Feb. 02, 2026

ENGaseによる糖鎖工学
(Glycoforum. 2026 Vol.29 (1), A1)
DOI: https://doi.org/10.32285/glycoforum.29A1J

山本 憲二 / 千葉 靖典

山本 憲二

氏名:山本 憲二
京都大学名誉教授、石川県立大学名誉教授
1979年に京都大学農学部にて学位を取得。1976年に京都大学農学部食品工学科の助手に採用され、1999年に京都大学大学院生命科学研究科統合生命科学専攻の教授に就任。2010年に定年退職後、石川県立大学生物資源工学研究所の教授に就任。2017年に定年退職後、2年間、特任教授を経た後、2019年より和歌山大学産学連携イノベーションセンターの客員教授に就任。2025年に退職。

千葉 靖典

氏名:千葉 靖典
国立研究開発法人産業技術総合研究所 生命工学領域 領域長
1994年 東北大学大学院農学研究科で学位(博士(農学))を取得。同年 日本学術振興会特別研究員、1996年 キリンビール(株)ポスドクフェロー、1999年 NEDO産業技術研究員を経て、2001年より産業技術総合研究所にて若手任期付研究員として勤務。2006年 同所 主任研究員、2014年 同所 研究チーム長、2022年 同所 細胞分子工学研究部門 研究部門長、2023年 同所 生命工学領域 副領域長、2025年より現職。

序文

エンド-β-N-アセチルグルコサミニダーゼ (ENGase)は、様々な生物が保有する糖鎖を切断する酵素であるが、その触媒残基を改変することにより、グライコシンターゼとしてN-型糖鎖の改変へ活用できることが明らかとなってきた。

本シリーズでは糖鎖工学に関わるENGaseの研究の進歩について、それぞれの課題に取り組む研究者に解説して頂く。

1. はじめに

糖質科学の分野の発展において、糖質の機能とその意義を明らかにするためにオリゴ糖の合成とその構築が不可欠である。新しいオリゴ糖を創造することや有益な機能を付与するために化合物にオリゴ糖を付加することは糖質工学の重要な研究課題である。オリゴ糖の合成には化学的な方法が良く確立されているが、それらの方法は多くの手間がかかり、保護や脱保護といった複雑な段階を要する。一方、酵素を用いたオリゴ糖の合成法は高度な立体特異性や位置選択性に関しての利点がある。それ故に生体における生合成と同様にオリゴ糖の合成は糖転移酵素を用いて行うことが可能である。1982年にWongらは糖ヌクレオチドの再生系と糖転移酵素をカップルした優れた方法を報告して以来、酵素を用いたさまざまな方法が糖質の有用な化学-酵素合成法として認められてきた1。この化学-酵素合成法は化学合成の柔軟性と酵素合成の特異性を結び合わせたものであり、均一な複合糖質や新規なオリゴ糖の合成のみならず、天然では見られない糖修飾化合物の合成などに広く使われるようになった。
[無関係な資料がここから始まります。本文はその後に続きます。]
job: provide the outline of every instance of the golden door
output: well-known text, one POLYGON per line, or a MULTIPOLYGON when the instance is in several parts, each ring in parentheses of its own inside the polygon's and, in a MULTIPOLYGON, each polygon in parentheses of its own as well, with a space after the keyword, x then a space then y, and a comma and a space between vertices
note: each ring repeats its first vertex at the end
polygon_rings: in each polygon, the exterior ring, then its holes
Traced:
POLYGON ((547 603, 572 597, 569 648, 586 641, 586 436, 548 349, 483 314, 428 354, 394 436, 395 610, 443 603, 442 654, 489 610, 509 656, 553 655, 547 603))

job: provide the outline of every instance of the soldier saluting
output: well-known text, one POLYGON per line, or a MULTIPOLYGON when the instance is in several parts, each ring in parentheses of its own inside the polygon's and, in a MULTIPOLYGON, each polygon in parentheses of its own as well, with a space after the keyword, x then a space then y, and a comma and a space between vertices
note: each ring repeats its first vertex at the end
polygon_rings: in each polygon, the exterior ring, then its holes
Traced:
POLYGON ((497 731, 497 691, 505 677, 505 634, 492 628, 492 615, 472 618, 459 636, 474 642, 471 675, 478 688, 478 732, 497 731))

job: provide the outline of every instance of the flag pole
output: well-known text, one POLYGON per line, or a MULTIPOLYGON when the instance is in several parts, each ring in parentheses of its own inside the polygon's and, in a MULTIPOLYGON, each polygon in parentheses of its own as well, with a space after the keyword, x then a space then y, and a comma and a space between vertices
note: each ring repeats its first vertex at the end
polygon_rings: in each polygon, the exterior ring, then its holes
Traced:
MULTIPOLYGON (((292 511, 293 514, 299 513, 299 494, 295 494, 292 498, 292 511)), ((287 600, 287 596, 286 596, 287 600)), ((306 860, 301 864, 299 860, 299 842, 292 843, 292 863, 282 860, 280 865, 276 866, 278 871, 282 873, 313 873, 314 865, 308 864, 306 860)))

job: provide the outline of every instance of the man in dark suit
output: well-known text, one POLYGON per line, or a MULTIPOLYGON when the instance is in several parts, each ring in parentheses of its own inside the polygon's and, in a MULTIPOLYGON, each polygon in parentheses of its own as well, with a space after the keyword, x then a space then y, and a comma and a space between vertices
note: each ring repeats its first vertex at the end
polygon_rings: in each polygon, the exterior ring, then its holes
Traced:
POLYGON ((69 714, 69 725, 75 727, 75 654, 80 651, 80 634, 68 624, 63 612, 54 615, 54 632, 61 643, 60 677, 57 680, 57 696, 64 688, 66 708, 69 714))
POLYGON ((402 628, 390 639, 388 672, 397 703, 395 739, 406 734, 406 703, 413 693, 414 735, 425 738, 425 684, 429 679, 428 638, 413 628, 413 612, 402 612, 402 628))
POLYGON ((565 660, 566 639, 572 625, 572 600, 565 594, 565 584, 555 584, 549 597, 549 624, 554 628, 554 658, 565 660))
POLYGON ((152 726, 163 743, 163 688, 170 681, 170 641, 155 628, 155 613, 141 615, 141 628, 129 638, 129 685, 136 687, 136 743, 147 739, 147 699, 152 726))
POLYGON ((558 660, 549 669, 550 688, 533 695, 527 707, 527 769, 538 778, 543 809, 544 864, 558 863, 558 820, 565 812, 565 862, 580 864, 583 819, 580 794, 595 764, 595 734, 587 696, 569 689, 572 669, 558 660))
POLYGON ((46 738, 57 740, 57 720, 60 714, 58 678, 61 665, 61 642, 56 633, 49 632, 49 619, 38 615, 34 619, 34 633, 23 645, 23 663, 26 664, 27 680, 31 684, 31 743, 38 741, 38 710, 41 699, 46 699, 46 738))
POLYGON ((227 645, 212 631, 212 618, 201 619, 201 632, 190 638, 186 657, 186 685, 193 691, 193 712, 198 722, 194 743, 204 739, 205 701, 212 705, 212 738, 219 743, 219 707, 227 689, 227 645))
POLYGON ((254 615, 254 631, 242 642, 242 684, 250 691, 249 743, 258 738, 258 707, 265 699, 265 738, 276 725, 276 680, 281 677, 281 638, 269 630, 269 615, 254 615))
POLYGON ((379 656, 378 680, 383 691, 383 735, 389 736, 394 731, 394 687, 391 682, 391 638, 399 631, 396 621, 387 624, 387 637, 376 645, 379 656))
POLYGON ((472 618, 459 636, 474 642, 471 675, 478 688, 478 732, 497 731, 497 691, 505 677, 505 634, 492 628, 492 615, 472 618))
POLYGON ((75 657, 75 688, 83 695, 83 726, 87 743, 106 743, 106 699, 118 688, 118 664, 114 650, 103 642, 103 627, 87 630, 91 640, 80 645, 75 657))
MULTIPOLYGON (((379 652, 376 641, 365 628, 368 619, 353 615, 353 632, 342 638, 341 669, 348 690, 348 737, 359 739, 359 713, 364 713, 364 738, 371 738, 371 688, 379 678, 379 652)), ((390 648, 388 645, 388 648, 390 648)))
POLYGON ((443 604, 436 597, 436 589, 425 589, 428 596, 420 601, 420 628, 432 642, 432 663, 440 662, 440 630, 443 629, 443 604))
最近、構造が正確で均一なオリゴ糖や複合糖質の合成について大きな進歩が見られている。機能的な研究や生物医学への応用への必要性が、構造が均一なオリゴ糖や複合糖質を調製する化学的あるいは生化学的な方法の急速な発展を促している。化学的方法に対して、酵素的な糖の付加方法は糖残基を保護することが不必要であり、アノマー配置や高い位置選択性の効果的な制御が可能である。糖転移酵素は通常、酵素的な糖修飾反応に用いられるが、糖を付加した化合物の合成にも利用され、糖供与体として糖ヌクレオチドが使われて通常は厳格な基質特異性を有している天然の酵素である。一方、グリコシダーゼは糖代謝において加水分解の働きを有し、糖の結合を開裂する酵素であるが、多くのグリコシダーゼはさまざまな化合物の水酸基に糖残基を転移する糖転移活性をも有しており、化合物に糖を付加する糖転移活性に対する注目が増している。糖転移酵素が触媒する糖転移反応とは異なってグリコシダーゼが触媒する糖転移反応は、調製済みの糖供与体を用いることができることや酵素の入手が比較的容易であることなど、いくつかの利点がある。多くのグリコシダーゼは様々な材料から大量に調製することが容易でもある。さらに、糖転移酵素が1つずつ単糖を付加してオリゴ糖を伸長するのとは対照的に、エンド型のグリコシダーゼは糖転移活性を介して、一段階の反応により受容体へ大きなオリゴ糖をひとまとめに簡単な方法によって転移することができる。

タンパク質への糖鎖の付加は、細胞間の情報伝達や発生、免疫応答などの多くの重要な生物学的プロセスに不可欠な役割を果たす。これは翻訳後修飾の中で最も多様な形態であり、タンパク質のフォールディングや安定性、血液での寿命など、タンパク質の重要な特性に大きな影響を及ぼす。糖ペプチドや糖タンパク質を均質な形で得るために開発された数多くのアプローチの中で2、本総説では、糖鎖工学における最も有用な合成ツールの1つとして、エンド-β-N-アセチルグルコサミニダーゼ(ENGase)に様々な観点から焦点を当てる。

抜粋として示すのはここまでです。